The ExPdPy Streamlit app

No installation required — try the full app live in your browser:

☁️ Launch ExPdPy on Streamlit Cloud →

ExPdPy also ships as a Streamlit app — the same no-code interface as the Shiny version, reorganised into a multipage layout with native, sortable tables, and ready to deploy on Streamlit Community Cloud. It is provided by the streamlit extra:

pip install "expdpy[streamlit] @ git+https://github.com/cmg777/expdpy.git"
# or, with uv:
uv pip install "expdpy[streamlit] @ git+https://github.com/cmg777/expdpy.git"

Once published to PyPI, pip install "expdpy[streamlit]" will work directly.

Using the app

Launching on a DataFrame

from expdpy.streamlit_app import ExPdPy
from expdpy.data import load_kuznets, load_kuznets_data_def, get_config

ExPdPy(
    load_kuznets(),
    df_def=load_kuznets_data_def(),     # identifies the panel dimensions (country x year)
    config_list=get_config("kuznets"),  # opens on the N-shaped Kuznets curve
)

This serializes your data to a temporary bundle and starts streamlit run in a subprocess, opening a browser.
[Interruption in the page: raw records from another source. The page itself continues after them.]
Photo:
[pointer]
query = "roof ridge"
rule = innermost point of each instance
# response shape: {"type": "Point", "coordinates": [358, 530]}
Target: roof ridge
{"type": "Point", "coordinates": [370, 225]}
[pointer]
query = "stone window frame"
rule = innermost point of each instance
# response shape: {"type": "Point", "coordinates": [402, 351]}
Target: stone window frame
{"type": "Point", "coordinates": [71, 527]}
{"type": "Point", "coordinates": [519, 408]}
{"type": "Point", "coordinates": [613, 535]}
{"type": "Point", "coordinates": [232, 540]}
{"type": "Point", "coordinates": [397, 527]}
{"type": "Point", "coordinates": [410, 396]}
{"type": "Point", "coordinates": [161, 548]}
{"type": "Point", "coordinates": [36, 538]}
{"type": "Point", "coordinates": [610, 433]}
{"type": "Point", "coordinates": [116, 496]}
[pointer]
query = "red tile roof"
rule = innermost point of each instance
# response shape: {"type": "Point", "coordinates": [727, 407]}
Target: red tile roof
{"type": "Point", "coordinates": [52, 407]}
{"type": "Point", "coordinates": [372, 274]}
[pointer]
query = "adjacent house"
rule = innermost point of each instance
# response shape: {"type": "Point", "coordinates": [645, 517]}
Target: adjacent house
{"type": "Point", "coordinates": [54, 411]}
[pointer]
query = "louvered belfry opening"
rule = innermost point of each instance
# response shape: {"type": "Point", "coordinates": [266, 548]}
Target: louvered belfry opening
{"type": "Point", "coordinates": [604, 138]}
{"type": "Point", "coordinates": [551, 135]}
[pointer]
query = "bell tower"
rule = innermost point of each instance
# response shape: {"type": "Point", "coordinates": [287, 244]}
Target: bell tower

The sidebar holds the global pipeline — dataset/sample picker, file upload, subset filter, outlier treatment, user-defined variables, and config save/load + notebook export — and the analysis components are grouped into pages you switch between in the navigation menu.

The Overview & Data page on the kuznets panel.

The pages

Page Components
Overview & Data sample preview, descriptive statistics, extreme observations, missing-value heatmap
Distributions histogram, category bar chart
By group group means (bar), distribution (violin), group means over time
Trends variable trend (1–3 series), quantile trend
Correlations & Scatter correlation table + heatmap, scatter with color/size/LOESS
Regression OLS with fixed effects and clustered standard errors

Time-series pages and components (Trends, missing values, by-group trend) are hidden automatically for cross-sectional data — exactly as in the Shiny app.

The Correlations & Scatter page: the N-shaped Kuznets curve (regional inequality vs log GDP per capita) with a LOESS smoother.

The Regression page: the cubic in log GDP per capita recovers the N — a native coefficient table with significance stars and fit statistics.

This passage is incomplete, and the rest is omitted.